Addition vs. Addiction
Let’s care more, not less. Shimi asked me to write a blog about Addiction. Years ago, Shimi’s mom called me and said:
My son is addicted to drugs. It’s been a problem since he was 14 years old. Would you help him?
I told Shimi’s mom I don’t know anything useful about addiction. She persisted.
She said Shimi was already in the program and rehab many times. She pleaded.
Please. Just talk to him.
Shimi and I met only because his mom is a force of nature. He didn’t want to meet me. And, I didn’t want anything to do with addiction. My first words to Shimi were:
I can’t tell you anything useful about addiction. I can tell you there is a feeling in life better than any drug can ever make you feel. Would you like a new experience?
Shimi smiled. He didn’t say yes and he didn’t say no. He only agreed to keep talking.
Instead of talking to Shimi about the things to take out of his life. I talked with Shimi about the things to add to his life.
We talked every week for more than a year. We talked about his hopes, his dreams, his fears, his skills and his talents. We talked about love and what it means to care deeply for yourself and others. We talked about intuition and destiny.
We didn’t talk about life in terms of problems to be solved. We talked about choices and the right action of power.
And then one day it happened. Shimi called me up and said:
You were right. This feeling is better than any drug.

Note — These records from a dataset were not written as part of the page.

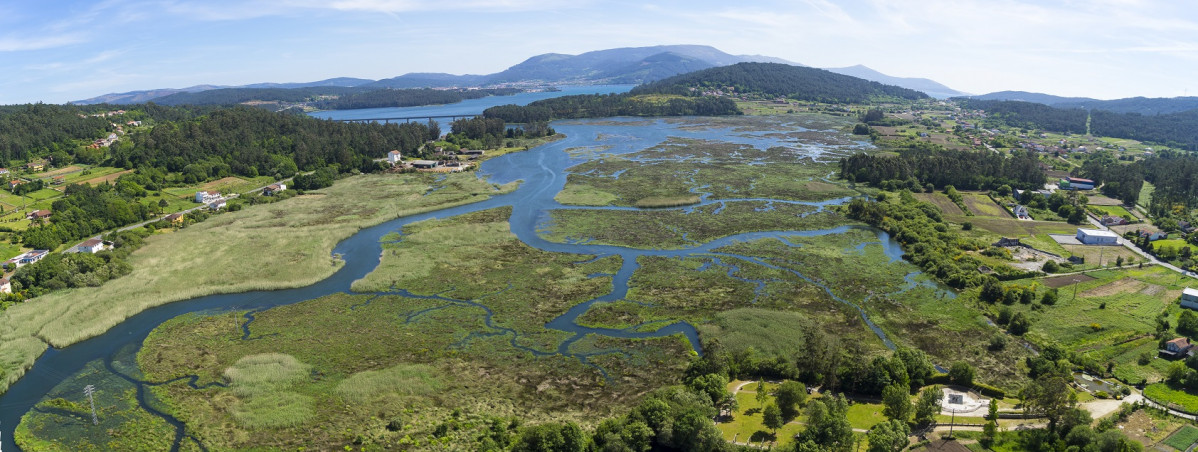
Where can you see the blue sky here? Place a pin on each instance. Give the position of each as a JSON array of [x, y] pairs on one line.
[[59, 50]]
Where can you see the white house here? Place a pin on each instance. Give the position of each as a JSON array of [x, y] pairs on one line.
[[1021, 211], [1190, 299], [206, 197], [271, 190], [1094, 236], [91, 246]]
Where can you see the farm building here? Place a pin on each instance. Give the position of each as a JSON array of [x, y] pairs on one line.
[[206, 197], [271, 190], [1190, 299], [1094, 236], [91, 246], [425, 164], [1177, 348]]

We both laughed. For the first time, Shimi was loving his life.
Highs and Lows
Shimi learned the experience of loving life isn’t about highs and lows. Our Planet Earth is a duality, and we can’t control the tides. There will always be ups and downs, left and right, good and bad, hardships and blessings. The only thing we can control is our ability to care.
Caring is the one constant in Shimi’s life. He’s learned to consistently care for himself and others.
It helps when you are surrounded by others who consistently care. Shimi’s mom never stopped caring about her son. And, neither did I.
Let’s care more, not less, together. I can’t tell you anything useful about addiction. I can only tell you the addition of caring makes the highs and lows of life easier to navigate.